We revised the Discussion to explicitly articulate the study’s novelties and briefly outline translational implications (early peri-tumoral monitoring, biomarker potential, and workflow integration); please see the revised Discussion.
- The reference list should be updated with recent (2023–2025) studies on delta radiomics and data harmonization.
We updated the References to include recent 2023–2025 studies on delta-radiomics and MR data harmonization and ensured consistent DOI formatting; please see the revised References.
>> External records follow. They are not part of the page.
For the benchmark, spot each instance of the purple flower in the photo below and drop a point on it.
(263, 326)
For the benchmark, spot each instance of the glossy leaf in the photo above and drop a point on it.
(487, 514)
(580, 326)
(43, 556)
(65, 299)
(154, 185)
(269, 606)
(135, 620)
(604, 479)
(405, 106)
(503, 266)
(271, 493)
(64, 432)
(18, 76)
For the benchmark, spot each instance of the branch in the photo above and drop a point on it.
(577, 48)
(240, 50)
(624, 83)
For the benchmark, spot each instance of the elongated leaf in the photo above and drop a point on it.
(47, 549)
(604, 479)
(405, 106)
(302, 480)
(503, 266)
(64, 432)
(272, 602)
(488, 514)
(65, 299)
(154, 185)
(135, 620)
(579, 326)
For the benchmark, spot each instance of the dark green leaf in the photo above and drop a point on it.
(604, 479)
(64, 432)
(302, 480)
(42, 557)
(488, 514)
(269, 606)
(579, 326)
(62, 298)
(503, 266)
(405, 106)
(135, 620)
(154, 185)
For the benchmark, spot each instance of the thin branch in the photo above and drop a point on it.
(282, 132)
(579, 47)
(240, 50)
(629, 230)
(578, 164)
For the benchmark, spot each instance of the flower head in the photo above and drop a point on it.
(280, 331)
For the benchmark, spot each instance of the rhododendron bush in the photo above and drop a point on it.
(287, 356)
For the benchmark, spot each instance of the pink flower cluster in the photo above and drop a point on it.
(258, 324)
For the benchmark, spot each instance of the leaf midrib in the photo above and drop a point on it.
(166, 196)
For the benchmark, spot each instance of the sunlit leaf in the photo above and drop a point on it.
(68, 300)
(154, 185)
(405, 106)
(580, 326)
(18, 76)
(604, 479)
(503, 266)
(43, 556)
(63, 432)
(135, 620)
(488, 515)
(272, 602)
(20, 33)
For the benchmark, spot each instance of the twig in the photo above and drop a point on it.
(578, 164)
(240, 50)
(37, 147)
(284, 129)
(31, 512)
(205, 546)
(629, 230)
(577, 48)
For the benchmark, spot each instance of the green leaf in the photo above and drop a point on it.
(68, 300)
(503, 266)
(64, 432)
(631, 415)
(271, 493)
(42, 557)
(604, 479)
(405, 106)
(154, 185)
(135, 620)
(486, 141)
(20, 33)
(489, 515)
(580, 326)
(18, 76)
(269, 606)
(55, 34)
Comments on the Quality of English Language
This is a relevant preclinical study that fits the journal’s scope but lacks quantitative rigor and full methodological transparency. The authors mention automated MATLAB-based computation of ADC, FA, and CBF maps, which likely generates these parameters automatically within their processing pipeline; however, the outputs appear limited to qualitative illustration rather than quantitative analysis. Including numerical or statistical results for these modalities would strengthen the “multiparametric” concept and improve the scientific validity of the study. The absence of measurable MRI–histology correlation and incomplete reporting of perfusion and diffusion metrics currently reduce its impact. Formal sections such as the abstract format, ethics approval details, data availability, and funding also require alignment with MDPI standards. Overall, the manuscript has scientific potential but needs a major revision to meet both methodological and editorial requirements
We performed a major revision to address these points: added quantitative analyses (ADC/FA with effect sizes and FDR-adjusted p-values), provided measurable MRI–histology correlations, clarified that CBF quantification was not performed (ASL retained as acquisition context), aligned abstract/ethics/data availability/funding with MDPI standards, and edited for clarity and consistency in English. please see the revised manuscript. The manuscript has been professionally edited by MDPI Author Services (English editing); we implemented their recommendations throughout and can provide the editing certificate upon request.
Round 2
Reviewer 2 Report
Comments and Suggestions for AuthorsAfter reviewing the revised manuscript, I am pleased with the significant improvements made. The authors have effectively addressed the previous concerns, enhancing the overall quality and ensuring it meets publication standards. I fully support its publication and look forward to its contribution to our field.